Rese di già lucide l’arme sue; fatta del morione una celata; stabilito il nome al ronzino, e confermato il proprio, si persuase che altro a lui non mancasse se non se una dama di cui dichiararsi amoroso. Il cavaliere errante senza innamoramento è come arbore spoglio di fronde e privo di frutte; è come corpo senz’anima, andava dicendo egli a sè stesso. — Se per castigo de’ miei peccati, o per mia buona ventura m’avvengo in qualche gigante, come d’ordinario intraviene ai cavalieri erranti, ed io lo fo balzare a primo scontro fuori di sella, o lo taglio per mezzo, o vinto lo costringo ad arrendersi, non sarà egli bene d’avere a cui farne un presente? laonde poi egli entri, e ginocchioni dinanzi alla mia dolce signora così s’esprima colla voce supplichevole dell’uomo domato: — Io, signora, sono il gigante Caraculiambro, dominatore dell’isola Malindrania, vinto in singolar tenzone dal non mai abbastanza celebrato cavaliere don Chisciotte della Mancia, da cui ebbi comando di presentarmi dinanzi alla signoria vostra, affinchè la grandezza vostra disponga di me a suo talento. Oh! come si rallegrò il nostro buon cavaliere all’essersi così espresso! ma oh quanto più si compiacque poi nell’avere trovato a chi dovesse concedere il nome di sua dama! Soggiornava in un paese, per quanto credesi, vicino al suo una giovanotta contadina di bell’aspetto, della quale egli era stato già amante senza ch’ella il sapesse, nè se ne fosse avvista giammai, e chiamavasi Aldonza Lorenzo; e questa gli parve opportuno chiamar signora de’ suoi pensieri.
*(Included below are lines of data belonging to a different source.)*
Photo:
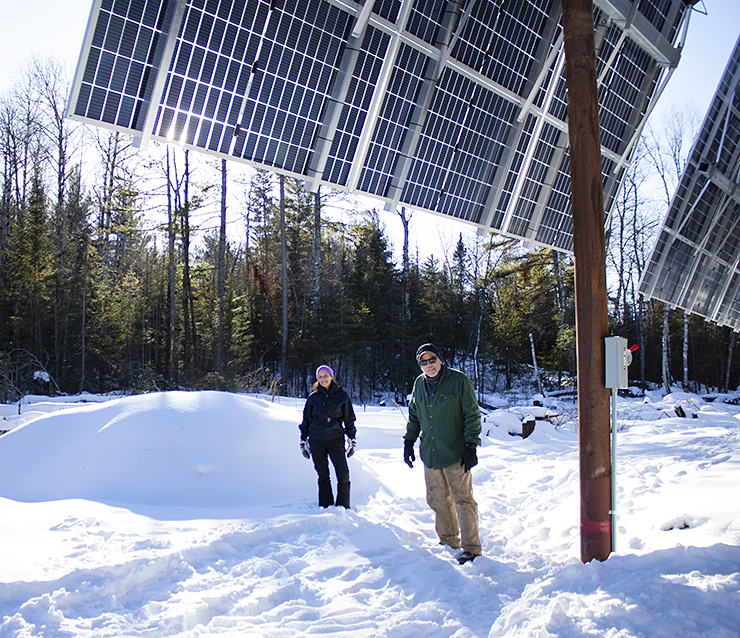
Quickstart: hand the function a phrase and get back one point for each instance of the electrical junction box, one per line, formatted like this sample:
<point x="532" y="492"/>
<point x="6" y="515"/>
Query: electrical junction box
<point x="617" y="360"/>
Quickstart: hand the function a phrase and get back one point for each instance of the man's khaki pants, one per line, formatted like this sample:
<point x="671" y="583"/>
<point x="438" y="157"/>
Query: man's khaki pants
<point x="450" y="495"/>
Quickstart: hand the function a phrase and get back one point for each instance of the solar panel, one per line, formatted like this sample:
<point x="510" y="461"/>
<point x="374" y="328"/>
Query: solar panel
<point x="695" y="264"/>
<point x="455" y="108"/>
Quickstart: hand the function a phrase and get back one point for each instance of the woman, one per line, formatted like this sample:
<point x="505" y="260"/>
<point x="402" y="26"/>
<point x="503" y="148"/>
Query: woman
<point x="327" y="418"/>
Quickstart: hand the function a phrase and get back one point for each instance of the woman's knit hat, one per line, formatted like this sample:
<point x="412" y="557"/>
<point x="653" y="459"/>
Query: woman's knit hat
<point x="324" y="367"/>
<point x="431" y="349"/>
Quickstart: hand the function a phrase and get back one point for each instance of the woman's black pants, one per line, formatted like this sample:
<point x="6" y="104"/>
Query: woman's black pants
<point x="321" y="452"/>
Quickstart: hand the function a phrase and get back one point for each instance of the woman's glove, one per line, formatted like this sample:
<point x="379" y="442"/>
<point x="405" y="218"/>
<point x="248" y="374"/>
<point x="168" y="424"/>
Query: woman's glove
<point x="408" y="453"/>
<point x="306" y="449"/>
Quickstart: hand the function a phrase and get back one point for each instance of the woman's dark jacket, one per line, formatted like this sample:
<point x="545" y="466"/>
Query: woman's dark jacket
<point x="328" y="415"/>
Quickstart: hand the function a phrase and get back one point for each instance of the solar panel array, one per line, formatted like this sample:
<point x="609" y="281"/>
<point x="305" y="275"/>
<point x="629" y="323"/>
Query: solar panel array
<point x="695" y="264"/>
<point x="456" y="108"/>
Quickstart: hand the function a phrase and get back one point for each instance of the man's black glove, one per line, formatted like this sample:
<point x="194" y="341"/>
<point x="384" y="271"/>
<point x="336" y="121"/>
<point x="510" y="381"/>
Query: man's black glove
<point x="470" y="458"/>
<point x="408" y="453"/>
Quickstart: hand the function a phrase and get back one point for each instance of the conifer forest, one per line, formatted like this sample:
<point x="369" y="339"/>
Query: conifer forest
<point x="128" y="270"/>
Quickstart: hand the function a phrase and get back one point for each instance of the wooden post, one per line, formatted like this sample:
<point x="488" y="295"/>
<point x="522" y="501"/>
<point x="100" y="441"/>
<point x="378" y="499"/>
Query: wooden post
<point x="589" y="248"/>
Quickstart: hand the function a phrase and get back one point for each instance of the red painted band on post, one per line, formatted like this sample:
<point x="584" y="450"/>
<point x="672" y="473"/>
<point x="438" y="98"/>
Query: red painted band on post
<point x="597" y="527"/>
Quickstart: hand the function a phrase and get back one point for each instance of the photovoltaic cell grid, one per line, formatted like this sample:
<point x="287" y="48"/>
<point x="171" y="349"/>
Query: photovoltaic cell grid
<point x="695" y="264"/>
<point x="456" y="108"/>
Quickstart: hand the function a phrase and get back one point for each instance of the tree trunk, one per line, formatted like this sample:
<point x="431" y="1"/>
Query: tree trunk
<point x="730" y="348"/>
<point x="171" y="268"/>
<point x="666" y="352"/>
<point x="221" y="272"/>
<point x="316" y="302"/>
<point x="685" y="351"/>
<point x="284" y="262"/>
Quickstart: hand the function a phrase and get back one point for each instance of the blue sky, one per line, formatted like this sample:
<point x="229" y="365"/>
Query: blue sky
<point x="51" y="27"/>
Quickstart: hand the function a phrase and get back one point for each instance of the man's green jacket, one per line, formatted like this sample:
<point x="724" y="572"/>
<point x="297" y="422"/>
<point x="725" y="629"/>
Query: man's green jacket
<point x="447" y="420"/>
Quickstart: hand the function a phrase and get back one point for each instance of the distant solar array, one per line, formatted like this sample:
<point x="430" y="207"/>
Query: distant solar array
<point x="456" y="108"/>
<point x="695" y="263"/>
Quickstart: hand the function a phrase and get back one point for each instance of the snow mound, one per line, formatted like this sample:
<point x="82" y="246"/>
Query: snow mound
<point x="181" y="449"/>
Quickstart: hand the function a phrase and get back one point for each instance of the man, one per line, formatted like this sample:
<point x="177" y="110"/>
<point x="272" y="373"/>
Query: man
<point x="443" y="409"/>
Dappoi cercando un nome che non discordasse gran fatto dal suo, e che potesse in certo modo indicarla principessa e signora, la chiamò Dulcinea del Toboso, perchè del Toboso appunto era nativa. Questo nome gli sembrò armonioso, peregrino ed espressivo, a somiglianza di quelli che allora aveva posti a sè stesso ed alle cose sue.


Note

  1. La Cronaca dei volorosissimi cavalieri ec. Saragozza. 1581.
  2. Pietro Gonella fu il buffone del duca Borso di Ferrara, che viveva nel quindicesimo secolo. Un giorno avendo scommesso che il suo cavallo, vecchio e bolso, farebbe un maggior salto che quello del suo signore, lo fece gettare giù da un balcone e vinse la scommessa. (V. Lodov. Domenichi).
  3. Questo nome è un composto e un accrescitivo di ronzino, cavalluccio, cavallaccio, rozza. Cervantes ha voluto fare inoltre un giuoco di parole; il cavallo che prima era una rozza rocin-ante (ronzinante) divenne la prima delle rozze (ante-rocín).
  4. Quixote vale armatura della coscia. Quixada mascella. Quesada è una specie di torta.